Kutipan kalimat-kalimat di atas adalah paragraf pertama pada mozaik 1 (what a wonderfull world) dalam buku “Sang Pemimpi” yang ditulis oleh Andrea Hirata. Sekuel/buku kedua dari rangkaian tetralogi “Laskar Pelangi” ini masih merupakan suatu memoar atau kisah yang diangkat dari kehidupan nyata sang penulis. Gaya bahasa yang digunakan tak ubahnya seindah buku pertamanya “Laskar Pelangi”; metafor, kritis, deskriptif, dan sarat dengan makna dimana pembaca dapat berkreasi dengan imajinasinya sendiri akan situasi yang terjadi.
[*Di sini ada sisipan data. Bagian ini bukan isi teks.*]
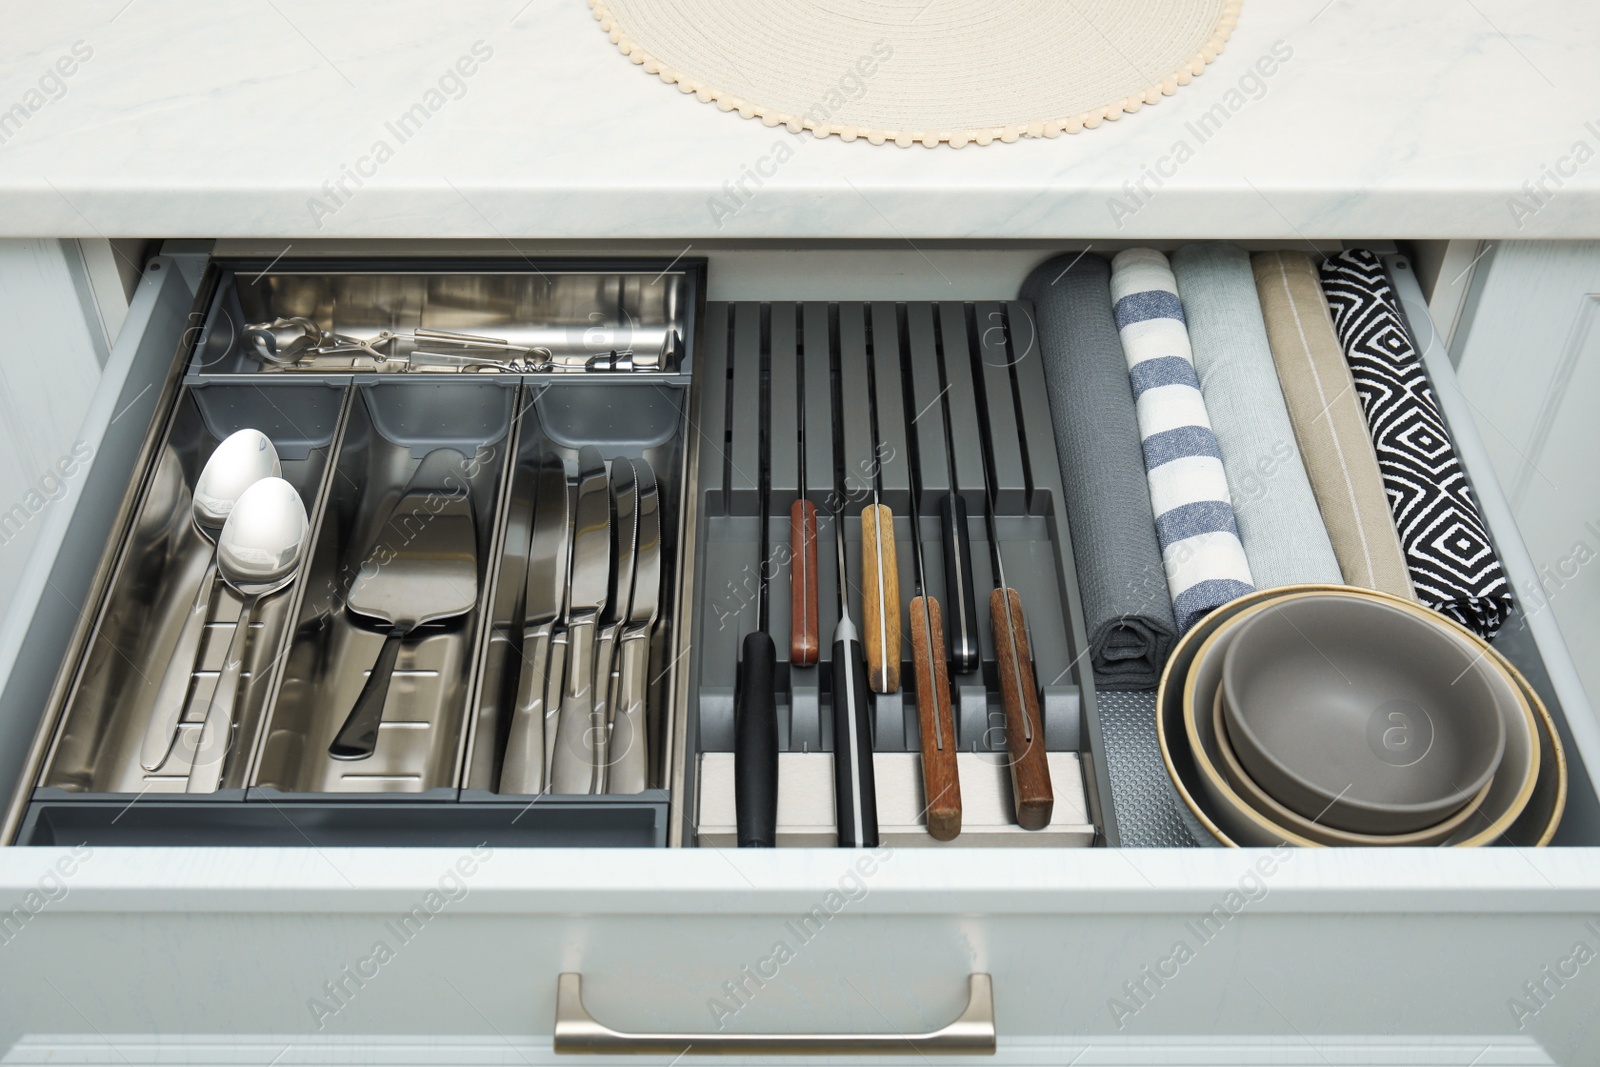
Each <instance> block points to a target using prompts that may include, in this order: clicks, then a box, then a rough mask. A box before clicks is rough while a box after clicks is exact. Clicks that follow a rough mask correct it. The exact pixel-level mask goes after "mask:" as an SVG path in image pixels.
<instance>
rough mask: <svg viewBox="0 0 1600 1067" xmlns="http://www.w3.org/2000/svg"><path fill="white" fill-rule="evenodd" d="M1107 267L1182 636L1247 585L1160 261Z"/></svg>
mask: <svg viewBox="0 0 1600 1067" xmlns="http://www.w3.org/2000/svg"><path fill="white" fill-rule="evenodd" d="M1110 266H1112V275H1110V296H1112V309H1114V314H1115V318H1117V331H1118V333H1120V334H1122V350H1123V355H1125V357H1126V360H1128V378H1130V379H1131V381H1133V400H1134V411H1136V413H1138V416H1139V440H1141V443H1142V446H1144V470H1146V477H1147V478H1149V483H1150V510H1154V512H1155V536H1157V539H1158V541H1160V542H1162V563H1163V565H1165V568H1166V587H1168V590H1170V592H1171V593H1173V614H1174V616H1176V617H1178V632H1179V633H1182V632H1184V630H1187V629H1189V627H1190V625H1194V624H1195V622H1197V621H1200V619H1202V617H1205V614H1206V613H1208V611H1211V609H1213V608H1216V606H1219V605H1224V603H1227V601H1229V600H1234V598H1235V597H1242V595H1245V593H1248V592H1251V590H1253V589H1254V584H1253V581H1251V574H1250V561H1248V560H1246V558H1245V547H1243V545H1242V544H1240V541H1238V525H1237V523H1235V520H1234V506H1232V502H1230V499H1229V493H1227V475H1226V474H1224V472H1222V454H1221V451H1219V450H1218V446H1216V435H1214V434H1213V432H1211V421H1210V419H1208V418H1206V410H1205V397H1203V395H1202V394H1200V379H1198V378H1197V376H1195V365H1194V357H1192V355H1190V352H1189V331H1187V330H1186V328H1184V309H1182V304H1181V302H1179V299H1178V282H1176V280H1174V278H1173V272H1171V269H1170V267H1168V266H1166V256H1163V254H1162V253H1158V251H1154V250H1150V248H1130V250H1126V251H1122V253H1117V258H1115V259H1114V261H1112V264H1110Z"/></svg>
Andrea melukiskan pandangan yang berbeda tentang nasib, tantangan intelektualitas, dan kegembiraan yang meluap-luap, sekaligus kesedihan yang mengharu biru. Sang pemimpi sangat inspiratif.
Pada awalnya tampak komikal, seperti kenakalan remaja biasa, tapi kemudian kisah dan karakter-karakter lambat laun menguasai cerita dalam buku/novel ini. Potret-potret kecil yang menawan akan menghentakkan pembaca pada rasa humor yang halus namun memiliki efek filosofis. Karena arti perjuangan hidup dalam kemiskinan yang membelit dan cita-cita yang gagah berani dalam kisah tiga orang tokoh utama buku ini: Ikal, Arai dan Jimbron akan memberikan daya tarik sehingga pembaca dapat melihat ke dalam diri sendiri dengan penuh pengharapan, agar menolak semua keputusasaan dan ketakberdayaan.
“Kita tak kan pernah mendahului nasib!” teriak Arai. “Kita akan sekolah ke Prancis, menjelajahi Eropa sampai ke Afrika! Apa pun yang terjadi!”
Menyaratkan pesan untuk percaya akan tenaga cinta, percaya pada kekuatan mimpi dan pengorbanan, bahkan membuat kita percaya kepada Tuhan. Buku ini dipersembahkan untuk ayah sang penulis;
“Untuk Ayahku Seman Said Harun, Ayah juara satu seluruh dunia”
Sang Pemimpi menceritakan tentang hubungan persahabatan dan persaudaraan antara Ikal (sang penulis) dan Arai, serta persahabatan keduanya dengan Jimbron ketika masa- masa remaja (SMA). Perjuangan dan kesetiaan terhadap mimpi mereka. Pada bagian akhir cerita, Andrea memaparkan kehidupannya saat ia merantau ke Pulau Jawa dan mengenai mimpinya ... (kita simak dulu hasil “bedah” berikut).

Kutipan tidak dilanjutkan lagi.